BBS/BBS+ signatures are the most promising solution to instantiate practical and lightweight anonymous credentials. They underlie standardization efforts by the W3C and the IRTF. Due to their potential for large scale deployment, it is paramount to understand their concrete security, but a number of questions have been left open by prior works. To this end, the security proofs by Au et al. (SCN '06), Camenisch et al. (TRUST '16), and Tessaro and Zhu (EUROCRYPT '23) show reductions from $q$-SDH in groups of prime order $p$, where $q$ is the number of issued signatures. However, these prior works left the possibility open that BBS/BBS+ is "even more secure" than what can be guaranteed by such proofs.
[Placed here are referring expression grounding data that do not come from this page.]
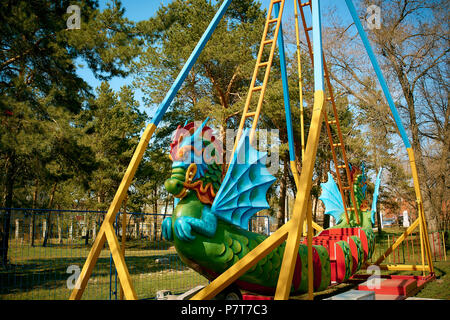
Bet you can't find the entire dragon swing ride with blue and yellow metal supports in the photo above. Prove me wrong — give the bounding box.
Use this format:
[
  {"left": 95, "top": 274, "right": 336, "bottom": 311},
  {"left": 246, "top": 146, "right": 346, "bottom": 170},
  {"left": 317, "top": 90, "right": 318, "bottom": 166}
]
[{"left": 70, "top": 0, "right": 434, "bottom": 300}]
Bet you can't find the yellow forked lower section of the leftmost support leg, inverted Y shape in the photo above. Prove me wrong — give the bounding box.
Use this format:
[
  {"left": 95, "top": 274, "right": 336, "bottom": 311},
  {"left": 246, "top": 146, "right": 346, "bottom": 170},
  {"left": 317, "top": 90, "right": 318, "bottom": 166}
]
[{"left": 69, "top": 123, "right": 156, "bottom": 300}]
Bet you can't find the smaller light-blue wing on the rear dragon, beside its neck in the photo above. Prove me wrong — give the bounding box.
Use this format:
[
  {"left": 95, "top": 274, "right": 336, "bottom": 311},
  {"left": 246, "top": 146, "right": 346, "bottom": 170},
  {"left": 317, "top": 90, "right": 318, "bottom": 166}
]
[{"left": 319, "top": 172, "right": 345, "bottom": 224}]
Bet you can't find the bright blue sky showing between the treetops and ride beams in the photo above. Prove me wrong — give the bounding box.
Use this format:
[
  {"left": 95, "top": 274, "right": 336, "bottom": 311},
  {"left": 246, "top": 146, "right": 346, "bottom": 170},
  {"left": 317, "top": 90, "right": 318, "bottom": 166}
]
[{"left": 78, "top": 0, "right": 356, "bottom": 112}]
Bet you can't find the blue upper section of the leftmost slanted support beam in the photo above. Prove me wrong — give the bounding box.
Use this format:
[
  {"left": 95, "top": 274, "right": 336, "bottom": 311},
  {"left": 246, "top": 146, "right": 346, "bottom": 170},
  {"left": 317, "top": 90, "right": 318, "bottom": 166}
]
[{"left": 151, "top": 0, "right": 232, "bottom": 126}]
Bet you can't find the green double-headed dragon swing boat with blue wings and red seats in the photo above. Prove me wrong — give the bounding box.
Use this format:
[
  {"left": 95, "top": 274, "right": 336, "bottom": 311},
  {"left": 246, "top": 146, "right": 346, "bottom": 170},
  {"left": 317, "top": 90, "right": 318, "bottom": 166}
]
[{"left": 162, "top": 121, "right": 380, "bottom": 294}]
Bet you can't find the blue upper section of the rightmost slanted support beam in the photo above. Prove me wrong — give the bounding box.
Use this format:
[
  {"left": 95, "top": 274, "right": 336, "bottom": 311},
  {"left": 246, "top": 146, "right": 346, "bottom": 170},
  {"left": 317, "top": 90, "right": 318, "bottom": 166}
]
[{"left": 345, "top": 0, "right": 411, "bottom": 148}]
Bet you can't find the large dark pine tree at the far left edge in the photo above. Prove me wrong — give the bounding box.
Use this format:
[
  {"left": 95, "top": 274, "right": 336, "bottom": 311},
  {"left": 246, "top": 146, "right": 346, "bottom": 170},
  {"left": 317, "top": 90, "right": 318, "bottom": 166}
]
[{"left": 0, "top": 0, "right": 139, "bottom": 265}]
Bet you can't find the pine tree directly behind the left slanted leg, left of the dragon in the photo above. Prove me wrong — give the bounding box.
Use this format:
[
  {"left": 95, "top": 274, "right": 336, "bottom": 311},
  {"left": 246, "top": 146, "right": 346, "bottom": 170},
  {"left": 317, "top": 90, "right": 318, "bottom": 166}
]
[{"left": 78, "top": 82, "right": 146, "bottom": 210}]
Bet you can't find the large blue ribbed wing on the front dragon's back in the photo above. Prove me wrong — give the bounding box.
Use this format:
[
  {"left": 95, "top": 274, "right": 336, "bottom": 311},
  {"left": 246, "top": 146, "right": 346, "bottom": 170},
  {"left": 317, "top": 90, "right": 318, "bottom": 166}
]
[{"left": 211, "top": 129, "right": 276, "bottom": 229}]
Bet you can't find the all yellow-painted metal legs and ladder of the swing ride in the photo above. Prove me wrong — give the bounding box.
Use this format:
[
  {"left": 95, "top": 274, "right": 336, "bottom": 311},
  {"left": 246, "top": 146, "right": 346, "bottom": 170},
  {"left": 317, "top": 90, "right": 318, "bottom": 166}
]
[{"left": 70, "top": 0, "right": 433, "bottom": 300}]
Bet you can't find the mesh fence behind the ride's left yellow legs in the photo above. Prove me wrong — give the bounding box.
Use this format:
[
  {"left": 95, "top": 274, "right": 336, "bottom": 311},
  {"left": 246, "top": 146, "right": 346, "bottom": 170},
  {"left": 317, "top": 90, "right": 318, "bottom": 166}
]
[{"left": 0, "top": 208, "right": 270, "bottom": 300}]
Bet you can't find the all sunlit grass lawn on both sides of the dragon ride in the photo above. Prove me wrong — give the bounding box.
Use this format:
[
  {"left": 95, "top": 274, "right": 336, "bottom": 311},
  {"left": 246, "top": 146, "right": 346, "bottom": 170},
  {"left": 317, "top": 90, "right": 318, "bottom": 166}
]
[{"left": 0, "top": 228, "right": 450, "bottom": 300}]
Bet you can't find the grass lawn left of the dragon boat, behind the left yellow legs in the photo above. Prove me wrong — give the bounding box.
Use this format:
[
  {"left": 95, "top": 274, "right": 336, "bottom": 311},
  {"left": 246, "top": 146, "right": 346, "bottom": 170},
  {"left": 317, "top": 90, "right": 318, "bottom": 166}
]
[{"left": 0, "top": 241, "right": 208, "bottom": 300}]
Indeed, while the $q$-SDH assumption is subject to an attack that uses $O(\sqrt{p/q})$ group exponentiations (Cheon, EUROCRYPT '06) for several choices of $q$, no attack with a similar complexity appears to affect either of BBS+ and "deterministic" BBS, for which the best known attacks amount to recovering the secret key by breaking the discrete logarithm problem. The assumption that this attack is best possible also seemingly justifies the choice of parameters in practice.

Our result shows that this expectation is not true. We show new attacks against BBS+ and deterministic BBS which, after seeing $q$ signatures, allow us to recover the secret key with the same complexity as solving the $\Theta(q)$-Discrete Logarithm problem, which in turn is proportional to $O(\sqrt{p/q})$ for many choices of $q$. Further, we also extend the attack to a reduction showing that the security of BBS+ and deterministic BBS implies the $\Theta(q)$-SDH assumption.